Setelah itu mereka diajari empat prinsip keberuntungan dan dijelaskan bagaimana orang-orang yang beruntung menggunakan hal itu dalam kehidupannya. Dijelaskan pula bagaimana kiat sederhana untuk berperilaku seperti orang beruntung, misalnya menggunakan berbagai cara untuk menciptakan peluang, mengubah rutinitas dengan mencoba hal baru, dan berimajinasi kejadian yang lebih buruk daripada yang sedang ia hadapi sekarang. Para murid diminta menggunakan kiat itu selama beberapa bulan.

Hasilnya dramatis. Sebanyak 80% murid menjadi lebih bahagia, lebih puas dengan kehidupannya, dan menjadi lebih beruntung. Yang awalnya sial berubah menjadi beruntung, dan yang awalnya beruntung menjadi lebih beruntung lagi.

Dan ketika mereka melihat beberapa hari kebelakang Lucky Diary mereka, mereka semakin sadar betapa beruntungnya mereka. Dan sesuai prinsip "law of attraction", semakin mereka memikirkan betapa mereka beruntung, maka semakin banyak lagi lucky events yang datang pada hidup mereka.

Masih ingat pramugari "sial" Praticia di atas?

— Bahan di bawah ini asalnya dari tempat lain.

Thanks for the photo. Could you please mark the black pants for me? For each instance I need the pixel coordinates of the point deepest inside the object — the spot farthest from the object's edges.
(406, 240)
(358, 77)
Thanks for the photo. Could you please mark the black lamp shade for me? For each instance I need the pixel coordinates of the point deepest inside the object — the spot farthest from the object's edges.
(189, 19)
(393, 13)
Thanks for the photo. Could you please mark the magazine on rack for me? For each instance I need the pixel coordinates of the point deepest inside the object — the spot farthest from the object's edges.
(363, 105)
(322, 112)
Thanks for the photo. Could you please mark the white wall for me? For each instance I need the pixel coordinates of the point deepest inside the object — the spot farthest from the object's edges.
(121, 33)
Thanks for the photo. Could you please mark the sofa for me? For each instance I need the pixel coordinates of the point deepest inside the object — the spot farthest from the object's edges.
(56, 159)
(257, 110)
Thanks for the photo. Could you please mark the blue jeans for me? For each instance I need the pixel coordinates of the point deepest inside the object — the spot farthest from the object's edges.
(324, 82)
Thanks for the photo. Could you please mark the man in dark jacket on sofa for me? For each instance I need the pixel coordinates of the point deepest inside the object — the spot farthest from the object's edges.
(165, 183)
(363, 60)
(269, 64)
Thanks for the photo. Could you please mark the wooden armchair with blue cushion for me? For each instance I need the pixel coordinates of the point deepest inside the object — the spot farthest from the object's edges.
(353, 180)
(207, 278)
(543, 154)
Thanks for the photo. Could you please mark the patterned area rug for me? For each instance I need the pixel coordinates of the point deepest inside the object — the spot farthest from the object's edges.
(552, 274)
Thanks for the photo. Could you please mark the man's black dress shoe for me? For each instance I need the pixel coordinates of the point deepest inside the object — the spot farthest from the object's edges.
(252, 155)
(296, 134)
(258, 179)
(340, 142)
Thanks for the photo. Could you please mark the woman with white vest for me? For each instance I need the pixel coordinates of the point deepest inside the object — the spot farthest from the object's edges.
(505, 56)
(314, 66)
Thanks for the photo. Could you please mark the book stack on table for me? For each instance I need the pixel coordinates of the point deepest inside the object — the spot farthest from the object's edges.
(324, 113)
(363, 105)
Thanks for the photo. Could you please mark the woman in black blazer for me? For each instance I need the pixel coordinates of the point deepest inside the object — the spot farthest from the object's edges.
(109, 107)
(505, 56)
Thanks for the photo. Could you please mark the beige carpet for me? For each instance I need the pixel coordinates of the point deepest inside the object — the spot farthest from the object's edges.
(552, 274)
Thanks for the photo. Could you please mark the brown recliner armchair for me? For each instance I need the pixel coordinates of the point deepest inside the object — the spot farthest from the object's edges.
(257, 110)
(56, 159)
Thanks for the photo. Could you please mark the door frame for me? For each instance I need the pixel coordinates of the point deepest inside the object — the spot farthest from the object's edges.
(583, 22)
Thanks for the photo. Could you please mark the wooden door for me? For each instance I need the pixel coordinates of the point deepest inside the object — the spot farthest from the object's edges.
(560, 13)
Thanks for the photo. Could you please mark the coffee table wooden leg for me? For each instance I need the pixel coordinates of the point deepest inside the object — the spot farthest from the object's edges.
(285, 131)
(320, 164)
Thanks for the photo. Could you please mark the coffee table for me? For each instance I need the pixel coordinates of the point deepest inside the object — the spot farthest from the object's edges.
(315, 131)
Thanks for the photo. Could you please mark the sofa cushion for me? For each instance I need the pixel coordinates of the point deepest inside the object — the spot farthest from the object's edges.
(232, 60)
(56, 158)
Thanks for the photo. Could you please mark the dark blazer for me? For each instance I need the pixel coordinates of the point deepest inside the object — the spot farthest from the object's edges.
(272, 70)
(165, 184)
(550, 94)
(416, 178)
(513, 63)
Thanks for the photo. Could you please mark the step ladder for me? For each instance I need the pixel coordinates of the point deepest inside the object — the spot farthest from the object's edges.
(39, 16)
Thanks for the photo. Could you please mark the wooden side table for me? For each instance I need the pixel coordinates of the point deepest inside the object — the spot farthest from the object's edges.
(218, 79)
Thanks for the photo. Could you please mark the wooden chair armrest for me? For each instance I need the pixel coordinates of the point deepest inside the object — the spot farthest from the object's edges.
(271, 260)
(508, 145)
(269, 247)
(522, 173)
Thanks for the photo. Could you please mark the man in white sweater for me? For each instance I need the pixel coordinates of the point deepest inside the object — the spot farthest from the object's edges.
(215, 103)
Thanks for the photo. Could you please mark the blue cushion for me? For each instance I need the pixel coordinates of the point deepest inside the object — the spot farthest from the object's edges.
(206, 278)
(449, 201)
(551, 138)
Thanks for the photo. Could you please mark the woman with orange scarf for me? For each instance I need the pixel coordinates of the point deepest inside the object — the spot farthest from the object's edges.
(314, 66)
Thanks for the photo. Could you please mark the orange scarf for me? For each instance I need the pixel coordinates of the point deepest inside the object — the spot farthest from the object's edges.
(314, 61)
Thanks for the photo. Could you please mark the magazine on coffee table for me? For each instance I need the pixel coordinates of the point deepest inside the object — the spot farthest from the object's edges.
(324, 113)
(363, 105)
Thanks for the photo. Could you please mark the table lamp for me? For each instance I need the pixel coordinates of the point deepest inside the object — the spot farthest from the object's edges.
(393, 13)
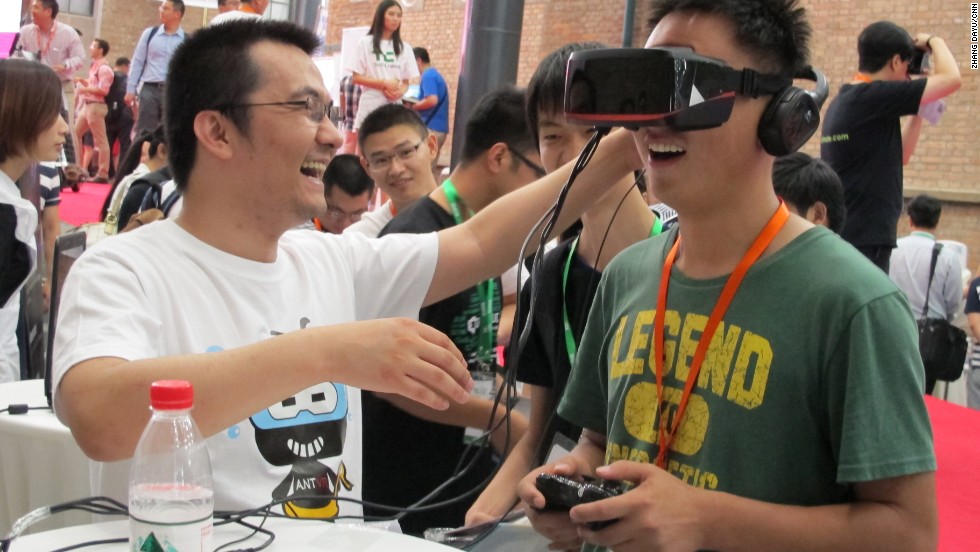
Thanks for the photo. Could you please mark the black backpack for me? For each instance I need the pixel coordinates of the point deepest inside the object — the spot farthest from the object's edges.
(115, 98)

Nah, Patricia merupakan salah satu partisipan “sial” yang ikut dalam program latihan yang diberikan oleh Prof Wiseman dan setelah ikut pelatihan tersebut, Patricia akhirnya menjadi orang yang berbeda. Segala kesialannya lenyap, tak lagi mengalami penerbangan bermasalah, dan menjadi lebih bahagia dengan hidupnya. Murid yang lain menemukan pasangan hidup lewat pertemuan tak sengaja, dan ada juga yang mendapat promosi pekerjaan lewat suatu kesempatan tak disangka.

Jimat Bisa Membawa Keberuntungan

Hasil studi tim peneliti dari Inggris menemukan bahwa jimat keberuntungan bisa benar-benar membawa keberuntungan, tapi hanya dalam pikiran orang yang membawanya. Dalam realitas, peluang sebenarnya memang sudah ada di sana, bukan karena adanya jimat tersebut.

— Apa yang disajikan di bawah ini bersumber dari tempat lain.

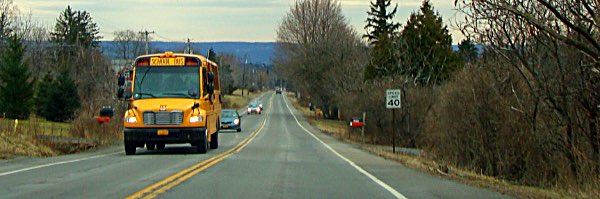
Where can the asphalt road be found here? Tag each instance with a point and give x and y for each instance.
(277, 155)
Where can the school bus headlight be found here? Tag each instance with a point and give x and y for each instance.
(131, 120)
(196, 119)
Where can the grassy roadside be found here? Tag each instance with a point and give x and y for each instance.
(26, 138)
(341, 131)
(19, 138)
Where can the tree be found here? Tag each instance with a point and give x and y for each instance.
(75, 29)
(16, 89)
(555, 48)
(6, 11)
(380, 23)
(62, 100)
(467, 50)
(314, 41)
(426, 47)
(42, 96)
(381, 33)
(128, 44)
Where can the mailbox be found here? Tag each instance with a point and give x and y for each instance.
(356, 122)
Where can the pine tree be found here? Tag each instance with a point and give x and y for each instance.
(381, 33)
(75, 29)
(427, 47)
(42, 97)
(16, 87)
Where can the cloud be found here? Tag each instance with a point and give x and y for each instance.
(206, 20)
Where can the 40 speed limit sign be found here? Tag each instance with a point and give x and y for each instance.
(393, 98)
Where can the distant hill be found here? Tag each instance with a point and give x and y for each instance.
(258, 52)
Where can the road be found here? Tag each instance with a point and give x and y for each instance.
(277, 155)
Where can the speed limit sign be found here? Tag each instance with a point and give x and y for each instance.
(393, 98)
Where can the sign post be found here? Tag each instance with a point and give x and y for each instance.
(393, 100)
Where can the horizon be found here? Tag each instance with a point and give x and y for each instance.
(231, 20)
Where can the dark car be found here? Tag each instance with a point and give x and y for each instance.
(254, 107)
(230, 119)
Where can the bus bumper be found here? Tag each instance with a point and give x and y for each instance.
(174, 136)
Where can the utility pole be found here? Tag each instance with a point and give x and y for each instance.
(146, 33)
(244, 74)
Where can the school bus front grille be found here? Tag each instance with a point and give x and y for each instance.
(163, 118)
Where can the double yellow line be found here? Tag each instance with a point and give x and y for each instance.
(162, 186)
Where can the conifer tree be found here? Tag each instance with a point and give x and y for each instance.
(381, 33)
(427, 53)
(16, 87)
(75, 29)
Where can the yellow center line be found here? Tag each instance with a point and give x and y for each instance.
(164, 185)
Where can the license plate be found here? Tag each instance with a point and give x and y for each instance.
(173, 61)
(163, 132)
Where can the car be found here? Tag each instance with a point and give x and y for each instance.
(254, 107)
(230, 119)
(259, 105)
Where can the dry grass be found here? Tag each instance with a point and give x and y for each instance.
(35, 138)
(340, 129)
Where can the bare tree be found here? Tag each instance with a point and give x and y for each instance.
(314, 40)
(555, 47)
(128, 44)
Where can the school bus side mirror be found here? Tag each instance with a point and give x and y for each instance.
(120, 93)
(127, 95)
(210, 89)
(211, 77)
(121, 80)
(193, 92)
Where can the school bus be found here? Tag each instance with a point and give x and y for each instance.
(173, 99)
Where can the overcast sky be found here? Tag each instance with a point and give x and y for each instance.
(208, 20)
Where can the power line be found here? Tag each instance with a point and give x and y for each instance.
(146, 33)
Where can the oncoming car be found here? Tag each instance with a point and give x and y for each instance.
(230, 119)
(254, 107)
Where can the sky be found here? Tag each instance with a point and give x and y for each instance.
(210, 20)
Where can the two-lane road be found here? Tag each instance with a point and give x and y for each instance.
(277, 155)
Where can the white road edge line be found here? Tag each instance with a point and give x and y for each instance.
(56, 163)
(361, 170)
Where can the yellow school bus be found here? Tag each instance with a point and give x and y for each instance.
(173, 99)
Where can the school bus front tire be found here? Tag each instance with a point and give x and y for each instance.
(130, 148)
(201, 146)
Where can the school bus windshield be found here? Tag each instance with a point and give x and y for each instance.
(166, 82)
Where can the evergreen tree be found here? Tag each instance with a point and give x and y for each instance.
(42, 97)
(75, 29)
(467, 50)
(63, 100)
(16, 87)
(427, 53)
(381, 33)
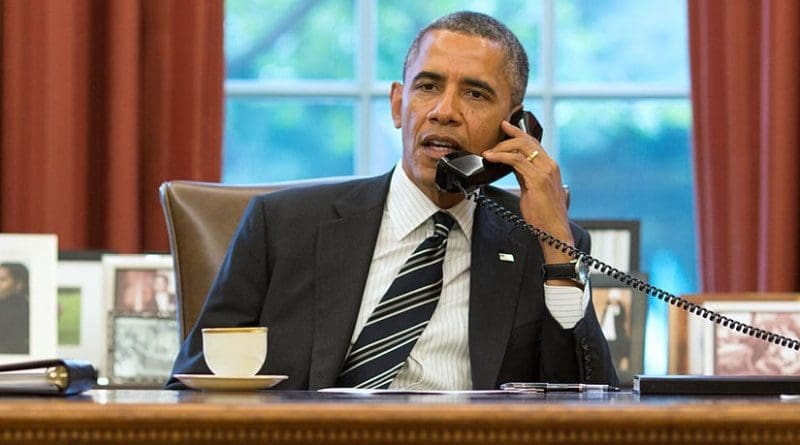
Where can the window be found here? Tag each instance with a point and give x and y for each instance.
(307, 96)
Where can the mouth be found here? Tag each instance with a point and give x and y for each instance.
(438, 146)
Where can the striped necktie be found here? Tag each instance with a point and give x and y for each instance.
(402, 314)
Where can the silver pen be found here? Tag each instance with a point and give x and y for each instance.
(553, 387)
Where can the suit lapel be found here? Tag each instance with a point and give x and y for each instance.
(494, 291)
(343, 257)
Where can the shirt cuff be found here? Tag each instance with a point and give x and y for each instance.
(567, 304)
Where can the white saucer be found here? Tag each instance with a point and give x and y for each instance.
(213, 382)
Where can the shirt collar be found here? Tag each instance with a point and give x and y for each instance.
(408, 206)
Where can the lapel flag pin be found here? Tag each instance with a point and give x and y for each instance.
(507, 257)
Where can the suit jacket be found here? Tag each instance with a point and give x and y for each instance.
(298, 264)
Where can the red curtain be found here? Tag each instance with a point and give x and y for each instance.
(101, 102)
(745, 65)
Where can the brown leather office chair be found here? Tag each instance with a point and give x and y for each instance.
(201, 219)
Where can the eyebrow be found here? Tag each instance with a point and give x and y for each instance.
(470, 81)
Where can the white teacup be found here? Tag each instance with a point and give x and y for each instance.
(235, 352)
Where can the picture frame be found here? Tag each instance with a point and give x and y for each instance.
(688, 338)
(140, 284)
(142, 349)
(615, 242)
(82, 310)
(28, 296)
(728, 352)
(621, 311)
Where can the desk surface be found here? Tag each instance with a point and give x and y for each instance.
(149, 416)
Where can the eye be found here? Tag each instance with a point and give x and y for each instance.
(476, 95)
(426, 86)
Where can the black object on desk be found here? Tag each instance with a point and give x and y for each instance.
(60, 377)
(715, 385)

Walau begitu, mereka yang membawa jimat kebanyakan merasa amat beruntung dan merasa lebih percaya diri. Studi tersebut dilakukan oleh tim peneliti dari Psychology Departmen, University of Hertfordshire, yang dipimpin oleh Profesor Richard Wiseman.

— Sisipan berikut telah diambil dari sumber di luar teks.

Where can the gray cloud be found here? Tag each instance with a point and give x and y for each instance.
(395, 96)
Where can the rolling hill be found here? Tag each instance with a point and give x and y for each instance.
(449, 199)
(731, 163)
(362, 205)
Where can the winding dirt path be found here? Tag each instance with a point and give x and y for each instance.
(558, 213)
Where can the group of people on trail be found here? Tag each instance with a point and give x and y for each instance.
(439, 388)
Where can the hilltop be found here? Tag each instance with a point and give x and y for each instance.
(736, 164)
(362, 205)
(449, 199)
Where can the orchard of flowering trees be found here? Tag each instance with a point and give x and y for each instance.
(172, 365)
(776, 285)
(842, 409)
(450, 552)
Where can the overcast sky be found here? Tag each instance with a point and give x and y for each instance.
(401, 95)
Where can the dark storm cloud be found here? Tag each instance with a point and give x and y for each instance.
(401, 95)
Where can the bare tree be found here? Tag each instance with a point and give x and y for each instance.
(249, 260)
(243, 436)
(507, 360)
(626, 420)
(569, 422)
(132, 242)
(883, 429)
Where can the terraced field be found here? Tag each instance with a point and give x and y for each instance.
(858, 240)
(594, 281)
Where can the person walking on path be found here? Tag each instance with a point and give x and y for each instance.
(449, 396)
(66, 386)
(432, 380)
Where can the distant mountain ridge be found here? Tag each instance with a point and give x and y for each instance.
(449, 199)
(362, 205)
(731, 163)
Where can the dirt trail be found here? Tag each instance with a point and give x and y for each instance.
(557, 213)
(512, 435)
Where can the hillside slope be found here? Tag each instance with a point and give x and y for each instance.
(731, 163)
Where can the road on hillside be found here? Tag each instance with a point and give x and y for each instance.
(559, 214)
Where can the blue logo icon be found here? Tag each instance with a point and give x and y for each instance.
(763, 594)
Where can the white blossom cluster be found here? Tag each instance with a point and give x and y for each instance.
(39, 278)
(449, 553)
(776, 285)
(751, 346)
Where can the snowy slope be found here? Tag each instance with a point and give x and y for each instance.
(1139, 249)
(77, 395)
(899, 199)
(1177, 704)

Hasil studi menunjukkan membawa jimat keberuntungan saat mengambil nomor lotere, sama sekali tak membantu untuk menang. Akan tetapi, 30% dari mereka yang membawa jimat mengaku keberuntungan mereka meningkat dengan mendapatkan nomor-nomor yang ‘menyerempet’.
Intinya, jika dipakai untuk hal-hal yang amat tergantung dari peluang, seperti mendapatkan nomor lotere, jimat tidak ada efeknya,”
Namun untuk keberuntungan dalam sisi kehidupan lainnya, jimat membantu orang bersangkutan memperbesar kesempatan untuk mendapatkannya.”
itulah kata Profesor Richard Wiseman. Hal itu disebabkan pembawa jimat umumnya merasa lebih percaya diri, aman, dan optimis akan masa depan mereka, tambahnya.

Dalam studi tersebut, tim peneliti meminta sekitar 100 orang yang tersebut di Inggris untuk membawa ulang logam jaman Ratu Victoria yang selama banyak yang menganggapnya sebagai jimat keberuntungan.

Partisipan diminta untuk membawa jimat tersebut dan mencacat keberuntungan mereka dalam hal kesehatan dan keuangan. Mereka yang melaporkan jimat tersebut ada efeknya, mengatakan bahwa keberuntungan mereka naik sampai 50%.